Different developers build and manage software for devices differently. rapyuta.io supports two primary ways for application developers to manage software on a device. This enables developers the freedom to use the current software with minimal changes, if any, as well as choose to leverage an entirely new runtime for a new generation of software. rapyuta.io defines these ways as device runtimes.
The preinstalled runtime is designed to support existing software that is already preinstalled on the device. The existing software may be delivered by the traditional system images, package manager or by other means, additionally, this software is often managed by the custom solutions that software initialization.
rapyuta.io makes it possible for the developer to leverage the numerous innovative features of the platform composition, automation, management and tooling functionality of the platform without having to rework an existing workflow.
Containers offer a logical packaging mechanism in which applications can be abstracted from the environment in which they run. This decoupling allows container- based applications to be deployed easily and consistently, regardless of whether the target environment is the public cloud, or a connected device. Containerization provides a clean separation of concerns, as developers focus on their application logic and dependencies. Hence, it is possible to offer critical features for distributed connected robotics like transactional software updates, rollback releases and delivers content signed software to ensure consistent operation across multiple robots in multiple locations.
rapyuta.io has first-class support for containers on the device and the cloud. It strives to maintain identical workflows, tools, and interfaces while providing tools like the build engine that enables developers to leverage these new workflow patterns like gitops for robots.
To set docker-compose as the default runtime on a device select Use docker compose as default runtime checkbox while adding the device.
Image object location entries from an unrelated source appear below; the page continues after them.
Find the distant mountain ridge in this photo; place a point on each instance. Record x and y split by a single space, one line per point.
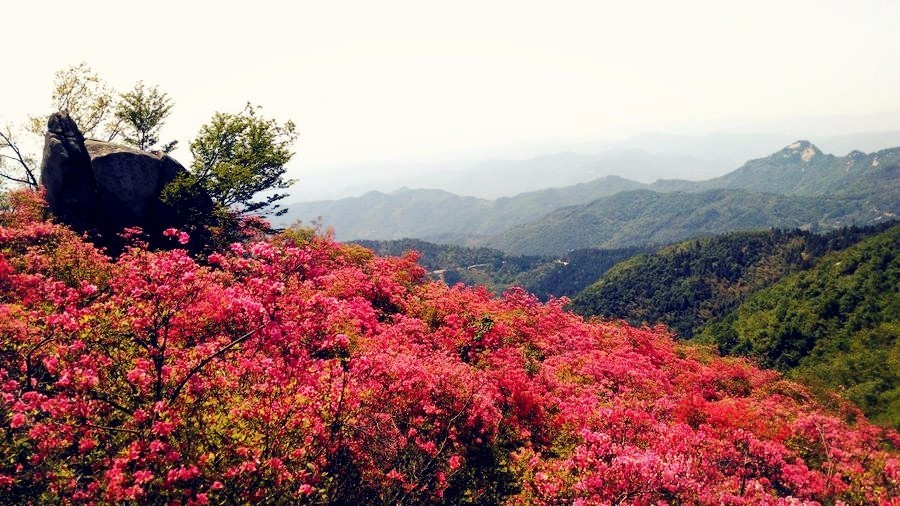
798 186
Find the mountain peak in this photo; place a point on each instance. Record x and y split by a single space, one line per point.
804 150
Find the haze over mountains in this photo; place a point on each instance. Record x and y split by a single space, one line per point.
796 186
511 170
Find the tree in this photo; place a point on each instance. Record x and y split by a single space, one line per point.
239 156
16 165
141 113
89 101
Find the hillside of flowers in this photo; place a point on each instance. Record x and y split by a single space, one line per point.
300 370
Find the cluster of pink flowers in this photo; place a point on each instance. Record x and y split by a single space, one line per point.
311 371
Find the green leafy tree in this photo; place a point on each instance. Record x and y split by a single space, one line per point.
141 113
239 161
88 99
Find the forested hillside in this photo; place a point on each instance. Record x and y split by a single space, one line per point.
644 217
798 186
689 284
545 277
835 325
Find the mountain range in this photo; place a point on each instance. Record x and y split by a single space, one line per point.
797 186
534 166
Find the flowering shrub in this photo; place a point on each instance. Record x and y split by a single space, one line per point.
314 372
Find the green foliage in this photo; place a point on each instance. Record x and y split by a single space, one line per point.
569 275
460 264
16 165
542 276
644 217
238 156
835 325
88 99
692 283
141 112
When a package is deployed on a device, each executable in the package becomes a separate docker container. If your application is a ROS package, a singleton ROS Master starts in an individual docker container different from that of the executables.
All docker containers that are deployed are configured to use the host network driver. With the host network driver, the container’s network stack is not isolated from the host. For example, if you run a docker container that uses port 80, the container’s application will be available on port 80 on the host’s IP address.